Iran denied a "cover-up" Monday after taking days to reveal an airliner was accidentally shot down last week, a disaster that sparked demonstrations and calls for a fully transparent investigation.
The Ukraine International Airlines Boeing 737 was brought down by a missile shortly after taking off Wednesday from Tehran, killing all 176 passengers and crew on board.
On the diplomatic front, Iran warned Britain against "interference" in its affairs late Monday, signalling it could expel the UK's ambassador, in an escalating row over his attendance at a vigil for those who died that turned into a demonstration.
The Kiev-bound plane was knocked out of the sky hours after Tehran had launched a wave of missiles at US troops in Iraq in retaliation for the killing of a top Iranian general.
The Islamic republic for three days denied Western claims based on US intelligence that the airliner had been downed by a missile before acknowledging that version was correct on Saturday.
Its handling of the matter saw a memorial at a Tehran university turn into a demonstration on Saturday evening before it was dispersed by police.
Demonstrations were also held in the capital on Sunday night, according to unverified videos shared online, but it was difficult to assess how many people attended.
Protesters chanted "Death to dictator" and against the Revolutionary Guards, Fars news agency said, a rare move for a country where media usually refer to demonstrators as "rioters" and refrain from publishing such slogans.
Internet monitor NetBlocks reported a drop in connectivity at Tehran's Sharif University, as videos posted online appeared to show fresh demonstrations there on Monday.
"In these sorrowful days, many criticisms were directed at relevant officials and authorities," said government spokesman Ali Rabiei.
"Some officials were even accused of lying and a cover-up but, in all honesty, that was not the case."
The spokesman said all details provided by officials before Saturday's revelation had been based on the information they had.
"All of those who expressed opinions on those days, at the peak of America's psychological war... did so based on existing information at the time."
Britain's foreign office on Monday summoned Iran's ambassador to lodge its "strong objections" after its Tehran envoy Rob Macaire was briefly arrested for allegedly attending Saturday night's demonstration.
But Iran's foreign ministry hit back, calling for "an immediate halt to all interference and provocation by the British embassy".
It also warned Iran's response "will not be limited to summoning the ambassador (to the ministry) if this attitude persists".
Germany called on Iran to allow people to show their grief and "protest peacefully and freely".
Its foreign ministry spokeswoman Maria Adebahr described as "very worrying" videos reportedly showing security forces cracking down on demonstrators.
In a video circulating online, a woman is seen on the ground, with blood splattered on the pavement near her, as others try to pick her up, some saying "she's been shot".
Tehran's police chief, however, said officers had been ordered to show "restraint" after Sunday night's gathering at iconic Azadi Square south of the city centre.
"The police treated the people who had gathered with patience and tolerance," said General Hossein Rahimi.
"The police did not shoot at the gatherings at all because a restraint order (had been issued) for police in the capital."
President Hassan Rouhani promised a "thorough investigation" into the disaster in a phone call with Sweden's Prime Minister Stefan Lofven, his office said.
The majority of those on Flight PS752 were Iranians and Canadians, including dual nationals.
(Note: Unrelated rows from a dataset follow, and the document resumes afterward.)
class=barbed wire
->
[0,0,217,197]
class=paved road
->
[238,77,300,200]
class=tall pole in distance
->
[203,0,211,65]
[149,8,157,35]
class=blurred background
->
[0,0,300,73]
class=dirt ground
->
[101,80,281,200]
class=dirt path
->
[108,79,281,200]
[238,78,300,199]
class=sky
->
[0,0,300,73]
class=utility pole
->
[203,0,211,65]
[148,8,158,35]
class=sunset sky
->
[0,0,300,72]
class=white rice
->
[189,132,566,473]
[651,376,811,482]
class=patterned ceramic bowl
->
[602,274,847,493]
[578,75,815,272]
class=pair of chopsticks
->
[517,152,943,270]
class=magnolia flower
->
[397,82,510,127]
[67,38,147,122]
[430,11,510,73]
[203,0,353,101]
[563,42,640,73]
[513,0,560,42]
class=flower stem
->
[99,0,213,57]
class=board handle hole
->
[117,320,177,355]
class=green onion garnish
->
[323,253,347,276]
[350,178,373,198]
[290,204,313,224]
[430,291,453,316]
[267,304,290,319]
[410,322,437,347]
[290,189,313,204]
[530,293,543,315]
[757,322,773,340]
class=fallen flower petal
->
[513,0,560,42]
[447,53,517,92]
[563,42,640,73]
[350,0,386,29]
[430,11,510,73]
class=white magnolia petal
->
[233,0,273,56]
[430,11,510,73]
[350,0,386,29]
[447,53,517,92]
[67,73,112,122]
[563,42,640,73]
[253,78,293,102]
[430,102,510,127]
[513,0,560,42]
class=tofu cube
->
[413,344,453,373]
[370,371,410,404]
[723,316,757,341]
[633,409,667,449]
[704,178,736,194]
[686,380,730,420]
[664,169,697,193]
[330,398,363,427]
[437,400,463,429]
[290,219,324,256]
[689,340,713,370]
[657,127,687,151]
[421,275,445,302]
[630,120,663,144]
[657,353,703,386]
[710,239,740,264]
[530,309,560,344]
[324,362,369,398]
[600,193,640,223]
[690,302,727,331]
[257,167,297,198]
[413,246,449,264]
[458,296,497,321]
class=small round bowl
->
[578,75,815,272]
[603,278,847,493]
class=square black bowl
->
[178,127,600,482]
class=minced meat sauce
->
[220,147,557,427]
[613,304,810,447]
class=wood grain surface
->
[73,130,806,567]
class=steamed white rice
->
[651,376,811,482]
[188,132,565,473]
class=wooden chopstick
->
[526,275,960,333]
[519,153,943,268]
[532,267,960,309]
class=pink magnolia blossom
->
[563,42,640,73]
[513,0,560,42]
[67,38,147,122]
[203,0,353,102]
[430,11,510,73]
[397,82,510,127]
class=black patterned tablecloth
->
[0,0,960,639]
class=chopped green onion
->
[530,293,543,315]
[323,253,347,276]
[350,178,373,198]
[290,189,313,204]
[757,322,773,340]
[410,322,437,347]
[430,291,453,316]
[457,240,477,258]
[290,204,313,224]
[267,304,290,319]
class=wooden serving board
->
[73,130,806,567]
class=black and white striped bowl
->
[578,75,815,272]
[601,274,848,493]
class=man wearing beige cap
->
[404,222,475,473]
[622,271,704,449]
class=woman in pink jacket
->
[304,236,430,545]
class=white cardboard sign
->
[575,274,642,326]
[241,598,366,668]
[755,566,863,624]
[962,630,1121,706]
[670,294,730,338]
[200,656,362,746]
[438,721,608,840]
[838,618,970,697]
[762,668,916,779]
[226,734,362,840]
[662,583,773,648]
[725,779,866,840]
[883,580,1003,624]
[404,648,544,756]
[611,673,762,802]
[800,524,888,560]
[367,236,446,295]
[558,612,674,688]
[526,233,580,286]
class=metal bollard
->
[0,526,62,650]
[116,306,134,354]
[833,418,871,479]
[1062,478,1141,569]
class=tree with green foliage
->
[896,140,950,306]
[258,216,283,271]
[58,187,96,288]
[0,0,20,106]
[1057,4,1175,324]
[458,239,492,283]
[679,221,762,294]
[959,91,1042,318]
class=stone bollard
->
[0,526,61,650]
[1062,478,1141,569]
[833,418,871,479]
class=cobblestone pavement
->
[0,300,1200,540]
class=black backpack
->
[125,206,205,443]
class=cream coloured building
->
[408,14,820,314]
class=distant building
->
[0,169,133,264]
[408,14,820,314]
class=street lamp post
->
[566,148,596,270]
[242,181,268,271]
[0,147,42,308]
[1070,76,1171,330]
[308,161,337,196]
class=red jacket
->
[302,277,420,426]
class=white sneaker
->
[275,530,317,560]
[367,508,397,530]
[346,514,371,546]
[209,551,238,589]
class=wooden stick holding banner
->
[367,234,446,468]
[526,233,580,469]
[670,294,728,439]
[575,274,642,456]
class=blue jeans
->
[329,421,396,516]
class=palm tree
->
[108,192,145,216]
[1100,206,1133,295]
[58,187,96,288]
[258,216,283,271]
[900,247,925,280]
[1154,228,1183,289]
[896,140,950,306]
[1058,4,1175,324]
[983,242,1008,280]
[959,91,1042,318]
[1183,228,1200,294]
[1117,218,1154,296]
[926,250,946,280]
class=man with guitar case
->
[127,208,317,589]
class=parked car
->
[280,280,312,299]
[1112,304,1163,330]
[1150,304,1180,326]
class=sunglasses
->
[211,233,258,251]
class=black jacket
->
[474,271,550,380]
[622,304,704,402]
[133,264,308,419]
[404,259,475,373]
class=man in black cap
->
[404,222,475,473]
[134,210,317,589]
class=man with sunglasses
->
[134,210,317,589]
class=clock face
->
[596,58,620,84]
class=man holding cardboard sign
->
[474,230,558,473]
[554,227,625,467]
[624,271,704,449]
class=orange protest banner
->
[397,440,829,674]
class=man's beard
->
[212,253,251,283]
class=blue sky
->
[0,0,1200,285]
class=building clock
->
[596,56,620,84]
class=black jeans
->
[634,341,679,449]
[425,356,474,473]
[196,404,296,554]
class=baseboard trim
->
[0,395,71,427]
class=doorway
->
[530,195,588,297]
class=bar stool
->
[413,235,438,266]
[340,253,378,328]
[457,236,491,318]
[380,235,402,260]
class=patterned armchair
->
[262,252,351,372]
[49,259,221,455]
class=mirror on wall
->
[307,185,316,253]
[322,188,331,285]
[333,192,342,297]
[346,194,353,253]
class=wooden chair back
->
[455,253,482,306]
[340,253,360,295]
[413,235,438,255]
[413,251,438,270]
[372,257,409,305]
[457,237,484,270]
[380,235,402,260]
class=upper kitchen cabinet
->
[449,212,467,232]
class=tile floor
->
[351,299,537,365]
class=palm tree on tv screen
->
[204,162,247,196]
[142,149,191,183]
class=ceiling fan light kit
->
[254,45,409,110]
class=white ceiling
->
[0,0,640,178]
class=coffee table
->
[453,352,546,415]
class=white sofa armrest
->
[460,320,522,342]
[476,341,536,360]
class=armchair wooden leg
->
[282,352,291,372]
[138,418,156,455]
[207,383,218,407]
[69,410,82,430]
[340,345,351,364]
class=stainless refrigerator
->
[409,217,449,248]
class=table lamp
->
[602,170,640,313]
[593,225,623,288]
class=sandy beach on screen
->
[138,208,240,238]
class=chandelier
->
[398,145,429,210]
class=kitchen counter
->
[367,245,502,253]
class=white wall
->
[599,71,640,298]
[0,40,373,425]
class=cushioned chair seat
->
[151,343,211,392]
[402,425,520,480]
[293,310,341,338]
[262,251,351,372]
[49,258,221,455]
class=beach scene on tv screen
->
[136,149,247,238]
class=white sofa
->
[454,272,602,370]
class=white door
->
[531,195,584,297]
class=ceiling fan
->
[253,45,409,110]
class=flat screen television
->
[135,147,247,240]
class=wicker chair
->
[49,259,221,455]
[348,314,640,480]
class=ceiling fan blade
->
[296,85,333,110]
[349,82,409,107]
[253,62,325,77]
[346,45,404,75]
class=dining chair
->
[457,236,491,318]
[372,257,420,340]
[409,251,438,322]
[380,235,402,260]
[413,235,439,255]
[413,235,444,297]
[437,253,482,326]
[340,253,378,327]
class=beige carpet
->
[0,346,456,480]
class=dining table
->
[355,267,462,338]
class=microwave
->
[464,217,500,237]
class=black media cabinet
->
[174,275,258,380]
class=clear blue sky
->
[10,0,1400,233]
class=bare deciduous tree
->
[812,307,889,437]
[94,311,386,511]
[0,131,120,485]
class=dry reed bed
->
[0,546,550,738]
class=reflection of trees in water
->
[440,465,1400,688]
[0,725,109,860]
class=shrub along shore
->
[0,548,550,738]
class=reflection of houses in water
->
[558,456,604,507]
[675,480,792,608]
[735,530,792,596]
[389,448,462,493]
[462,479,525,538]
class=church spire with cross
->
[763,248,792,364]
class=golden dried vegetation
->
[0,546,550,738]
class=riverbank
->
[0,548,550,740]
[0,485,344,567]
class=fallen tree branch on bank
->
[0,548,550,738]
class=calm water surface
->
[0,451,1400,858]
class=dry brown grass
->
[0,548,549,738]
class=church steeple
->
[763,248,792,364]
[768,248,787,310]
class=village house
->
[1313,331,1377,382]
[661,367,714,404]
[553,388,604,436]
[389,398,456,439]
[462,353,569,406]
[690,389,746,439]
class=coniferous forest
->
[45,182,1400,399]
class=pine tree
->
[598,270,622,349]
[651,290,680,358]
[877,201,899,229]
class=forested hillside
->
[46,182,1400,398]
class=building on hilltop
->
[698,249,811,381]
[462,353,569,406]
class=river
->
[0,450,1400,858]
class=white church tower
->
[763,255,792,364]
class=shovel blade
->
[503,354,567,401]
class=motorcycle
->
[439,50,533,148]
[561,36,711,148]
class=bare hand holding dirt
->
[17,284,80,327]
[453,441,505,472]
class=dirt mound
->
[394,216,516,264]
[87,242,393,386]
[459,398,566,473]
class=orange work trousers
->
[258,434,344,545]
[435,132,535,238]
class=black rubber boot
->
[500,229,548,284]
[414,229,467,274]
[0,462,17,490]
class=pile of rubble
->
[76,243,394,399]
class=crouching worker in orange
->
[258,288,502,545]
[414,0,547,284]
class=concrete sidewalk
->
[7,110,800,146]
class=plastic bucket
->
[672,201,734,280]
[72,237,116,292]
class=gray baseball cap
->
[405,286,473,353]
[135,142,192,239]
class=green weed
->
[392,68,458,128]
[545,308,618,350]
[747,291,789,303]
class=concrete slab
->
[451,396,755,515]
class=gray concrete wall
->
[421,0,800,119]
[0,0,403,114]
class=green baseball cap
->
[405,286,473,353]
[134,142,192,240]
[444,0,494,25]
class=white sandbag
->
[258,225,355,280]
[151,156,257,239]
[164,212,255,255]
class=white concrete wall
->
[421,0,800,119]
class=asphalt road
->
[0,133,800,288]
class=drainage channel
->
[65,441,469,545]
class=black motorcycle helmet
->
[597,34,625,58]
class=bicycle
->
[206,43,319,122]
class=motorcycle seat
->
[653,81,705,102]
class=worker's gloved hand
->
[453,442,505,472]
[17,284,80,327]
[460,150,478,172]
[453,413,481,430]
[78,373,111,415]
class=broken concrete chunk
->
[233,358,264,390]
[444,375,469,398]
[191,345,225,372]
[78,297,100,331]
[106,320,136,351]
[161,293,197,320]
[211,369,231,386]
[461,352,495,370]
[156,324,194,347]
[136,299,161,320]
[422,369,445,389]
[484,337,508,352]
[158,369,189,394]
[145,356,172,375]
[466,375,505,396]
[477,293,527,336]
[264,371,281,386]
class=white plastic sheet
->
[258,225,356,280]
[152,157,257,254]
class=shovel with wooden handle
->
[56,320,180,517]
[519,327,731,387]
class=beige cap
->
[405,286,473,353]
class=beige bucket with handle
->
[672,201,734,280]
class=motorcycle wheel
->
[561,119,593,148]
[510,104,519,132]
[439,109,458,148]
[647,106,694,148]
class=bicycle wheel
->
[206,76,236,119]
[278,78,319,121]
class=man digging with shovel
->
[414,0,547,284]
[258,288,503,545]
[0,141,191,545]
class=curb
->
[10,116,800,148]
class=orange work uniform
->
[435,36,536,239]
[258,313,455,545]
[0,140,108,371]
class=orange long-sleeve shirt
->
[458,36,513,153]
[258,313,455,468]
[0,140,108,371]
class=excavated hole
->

Others were Ukrainians, Afghans, Britons, seven Swedes and 10 people who resided in the Scandinavian country.
"We must strive to ensure that such a shocking incident is not repeated anywhere in the world," Rouhani said.
The president noted the disaster occurred at a time of heightened tensions in the region after a US drone strike killed Iranian general Qasem Soleimani in Baghdad on January 3.
"We must all join hands to bring security back to the region and allow peace to prevail."
Iran has come under mounting international pressure to ensure its investigation into the tragedy is full and transparent.
Prime Minister Justin Trudeau told a memorial event in Edmonton for the 57 Canadians who lost their lives that "this tragedy struck our Iranian-Canadian community".
"We want to assure all families and all Canadians that we will not rest until there are answers... (and) there is justice and accountability," the Canadian leader said.
Iran has invited experts from Canada, France, Ukraine and the US to take part in the probe.
Despite footage from the site of the disaster appearing to show bulldozers at work, the Revolutionary Guards' top commander denied evidence had been tampered with.
"We didn't touch anything," said Major General Hossein Salami.
"We didn't move the wreckage of the aircraft, we didn't change the scene, we didn't move the air defence system, and we didn't (alter) the radar readings."